April is National Poetry Month, a time to honor the legacy and achievements of so many extraordinary poets as well celebrate our first Westchester Poet Laureate, B.K. Fischer. This April is even more significant since we are emerging from a difficult year of sheltering, losses, grief, and for many people lack of contact and isolation. April promises to bring a revival of spirit and the promise of spring, as beautifully expressed in the first stanza of “Song of a Second April” by Edna St. Vincent Millay.
April this year, not otherwise/ Than April a year ago,/ Is full of whispers, full of sighs,/ Of dazzling mud and dingy snow/ Hepaticas that pleased you so /Are here again, and butterflies.

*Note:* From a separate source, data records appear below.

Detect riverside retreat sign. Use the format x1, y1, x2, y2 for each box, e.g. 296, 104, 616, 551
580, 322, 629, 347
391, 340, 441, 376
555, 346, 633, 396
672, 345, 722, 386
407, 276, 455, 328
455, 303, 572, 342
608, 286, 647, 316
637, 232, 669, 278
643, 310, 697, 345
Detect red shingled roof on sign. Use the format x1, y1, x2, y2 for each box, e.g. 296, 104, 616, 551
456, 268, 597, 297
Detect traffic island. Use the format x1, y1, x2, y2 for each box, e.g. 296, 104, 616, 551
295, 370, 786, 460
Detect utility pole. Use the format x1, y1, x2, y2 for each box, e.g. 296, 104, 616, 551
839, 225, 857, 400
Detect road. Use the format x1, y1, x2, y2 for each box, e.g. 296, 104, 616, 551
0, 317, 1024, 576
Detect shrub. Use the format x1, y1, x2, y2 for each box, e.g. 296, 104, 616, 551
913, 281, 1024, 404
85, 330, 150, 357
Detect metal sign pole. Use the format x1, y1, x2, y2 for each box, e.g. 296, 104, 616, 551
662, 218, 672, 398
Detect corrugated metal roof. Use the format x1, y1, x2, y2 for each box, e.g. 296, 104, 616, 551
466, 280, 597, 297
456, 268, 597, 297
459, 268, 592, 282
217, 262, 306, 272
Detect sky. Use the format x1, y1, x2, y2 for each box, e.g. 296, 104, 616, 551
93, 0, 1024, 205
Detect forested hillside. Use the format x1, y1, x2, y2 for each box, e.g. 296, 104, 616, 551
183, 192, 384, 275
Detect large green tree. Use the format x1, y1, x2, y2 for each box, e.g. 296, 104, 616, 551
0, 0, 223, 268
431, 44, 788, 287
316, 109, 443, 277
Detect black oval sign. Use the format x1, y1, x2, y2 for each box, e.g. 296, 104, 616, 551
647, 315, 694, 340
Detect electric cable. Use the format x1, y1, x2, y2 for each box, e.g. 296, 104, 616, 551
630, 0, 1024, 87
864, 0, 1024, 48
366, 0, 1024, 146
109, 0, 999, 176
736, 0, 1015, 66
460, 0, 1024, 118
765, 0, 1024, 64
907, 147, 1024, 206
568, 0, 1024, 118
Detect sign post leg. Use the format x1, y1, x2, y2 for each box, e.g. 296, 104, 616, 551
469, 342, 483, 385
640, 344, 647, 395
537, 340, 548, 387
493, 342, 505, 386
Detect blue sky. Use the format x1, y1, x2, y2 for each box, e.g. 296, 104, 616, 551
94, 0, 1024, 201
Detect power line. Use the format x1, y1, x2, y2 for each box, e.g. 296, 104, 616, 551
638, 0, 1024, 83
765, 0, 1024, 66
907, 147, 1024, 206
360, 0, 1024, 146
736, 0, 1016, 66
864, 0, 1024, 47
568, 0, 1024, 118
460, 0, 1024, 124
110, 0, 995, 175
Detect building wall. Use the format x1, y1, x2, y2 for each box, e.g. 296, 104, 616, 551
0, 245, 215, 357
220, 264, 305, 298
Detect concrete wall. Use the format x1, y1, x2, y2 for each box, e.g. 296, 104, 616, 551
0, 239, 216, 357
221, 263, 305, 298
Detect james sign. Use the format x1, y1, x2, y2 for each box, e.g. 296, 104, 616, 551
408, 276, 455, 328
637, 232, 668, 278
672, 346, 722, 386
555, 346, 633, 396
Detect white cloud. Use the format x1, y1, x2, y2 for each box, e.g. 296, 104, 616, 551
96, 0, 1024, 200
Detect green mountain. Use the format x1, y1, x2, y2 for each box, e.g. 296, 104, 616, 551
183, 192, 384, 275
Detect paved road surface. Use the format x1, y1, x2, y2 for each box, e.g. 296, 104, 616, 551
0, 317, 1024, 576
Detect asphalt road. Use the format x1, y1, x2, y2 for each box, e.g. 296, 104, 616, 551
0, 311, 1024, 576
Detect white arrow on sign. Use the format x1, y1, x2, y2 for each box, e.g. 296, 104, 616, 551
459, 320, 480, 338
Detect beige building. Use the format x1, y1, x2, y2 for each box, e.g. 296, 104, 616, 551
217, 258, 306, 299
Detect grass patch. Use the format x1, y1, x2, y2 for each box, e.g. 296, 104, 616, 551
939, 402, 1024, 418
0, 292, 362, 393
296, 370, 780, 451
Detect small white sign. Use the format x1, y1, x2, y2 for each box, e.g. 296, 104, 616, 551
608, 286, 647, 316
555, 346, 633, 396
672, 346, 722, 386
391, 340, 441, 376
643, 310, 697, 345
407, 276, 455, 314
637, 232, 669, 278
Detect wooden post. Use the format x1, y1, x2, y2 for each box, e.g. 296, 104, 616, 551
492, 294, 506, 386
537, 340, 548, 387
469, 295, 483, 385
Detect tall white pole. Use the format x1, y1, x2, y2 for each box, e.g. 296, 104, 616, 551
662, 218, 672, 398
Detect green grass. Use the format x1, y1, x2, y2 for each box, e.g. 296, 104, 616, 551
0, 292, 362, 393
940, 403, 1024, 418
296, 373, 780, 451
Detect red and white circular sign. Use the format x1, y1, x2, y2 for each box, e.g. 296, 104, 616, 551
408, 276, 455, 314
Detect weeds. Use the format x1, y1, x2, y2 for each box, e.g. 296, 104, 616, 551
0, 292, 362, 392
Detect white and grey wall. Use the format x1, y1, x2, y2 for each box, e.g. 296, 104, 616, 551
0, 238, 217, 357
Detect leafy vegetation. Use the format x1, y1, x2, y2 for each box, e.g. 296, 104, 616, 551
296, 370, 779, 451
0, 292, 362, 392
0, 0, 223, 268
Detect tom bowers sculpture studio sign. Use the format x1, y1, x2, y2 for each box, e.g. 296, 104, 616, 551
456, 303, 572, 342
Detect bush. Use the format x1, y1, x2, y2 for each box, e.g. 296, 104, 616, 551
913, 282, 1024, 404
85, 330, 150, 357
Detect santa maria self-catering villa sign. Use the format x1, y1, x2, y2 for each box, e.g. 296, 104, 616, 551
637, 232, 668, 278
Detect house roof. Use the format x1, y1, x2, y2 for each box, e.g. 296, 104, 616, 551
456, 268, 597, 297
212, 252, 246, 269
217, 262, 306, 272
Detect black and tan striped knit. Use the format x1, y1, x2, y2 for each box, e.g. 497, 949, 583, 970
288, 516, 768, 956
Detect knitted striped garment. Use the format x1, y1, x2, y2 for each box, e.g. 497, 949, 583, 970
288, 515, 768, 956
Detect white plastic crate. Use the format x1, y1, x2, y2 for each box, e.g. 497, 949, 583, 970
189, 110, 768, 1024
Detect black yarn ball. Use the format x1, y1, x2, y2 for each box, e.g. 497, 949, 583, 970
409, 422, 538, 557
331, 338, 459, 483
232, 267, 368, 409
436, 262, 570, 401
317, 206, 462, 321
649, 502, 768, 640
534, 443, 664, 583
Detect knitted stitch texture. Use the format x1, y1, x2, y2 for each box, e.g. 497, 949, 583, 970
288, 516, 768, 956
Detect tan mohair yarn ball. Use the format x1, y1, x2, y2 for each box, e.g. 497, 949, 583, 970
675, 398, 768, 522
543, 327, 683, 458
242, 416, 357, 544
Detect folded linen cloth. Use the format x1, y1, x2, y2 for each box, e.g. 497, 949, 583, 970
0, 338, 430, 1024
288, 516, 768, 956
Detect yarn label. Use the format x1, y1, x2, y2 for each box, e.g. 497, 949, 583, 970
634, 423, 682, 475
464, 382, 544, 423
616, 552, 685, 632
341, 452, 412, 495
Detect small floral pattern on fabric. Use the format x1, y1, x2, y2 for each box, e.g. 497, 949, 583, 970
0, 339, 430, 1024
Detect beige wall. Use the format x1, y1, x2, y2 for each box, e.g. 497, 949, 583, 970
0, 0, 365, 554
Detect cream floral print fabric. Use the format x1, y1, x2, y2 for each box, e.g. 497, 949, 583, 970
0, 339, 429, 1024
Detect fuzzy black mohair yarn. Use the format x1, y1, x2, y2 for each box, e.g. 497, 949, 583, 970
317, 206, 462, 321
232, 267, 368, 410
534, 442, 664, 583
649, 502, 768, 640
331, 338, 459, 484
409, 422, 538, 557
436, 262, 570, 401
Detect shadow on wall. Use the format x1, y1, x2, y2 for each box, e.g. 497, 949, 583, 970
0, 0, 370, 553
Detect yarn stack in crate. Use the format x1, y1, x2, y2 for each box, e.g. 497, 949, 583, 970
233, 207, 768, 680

As a psychotherapist and poet – and co-owner of Tarrytown’s Muddy Water Coffee & Café – the blending of poetry and psychology has served as a vehicle to better understand and more deeply experience my self, relationships, community, politics, culture, societal injustices, art, and dreams. Poetry is a grounding force amid chaos, a voice amid silence, a sacred witness, and bears the power to make change. We are currently living in a time of transition and rebirth. I can’t think of a more concise and vivid depiction of where we find ourselves today than through the words expressed in Amanda Gorman’s inaugural poem, “The Hill We Climb”.
When day comes, we step out of the shade aflame and unafraid. The new dawn blooms as we free it. For there is always light, if only we’re brave enough to see it, if only we’re brave enough to be it.
Loretta Oleck is a Pushcart Poetry Prize nominee, a finalist in the selection of 2021 Westchester County Poet Laureate, and the author of three poetry books.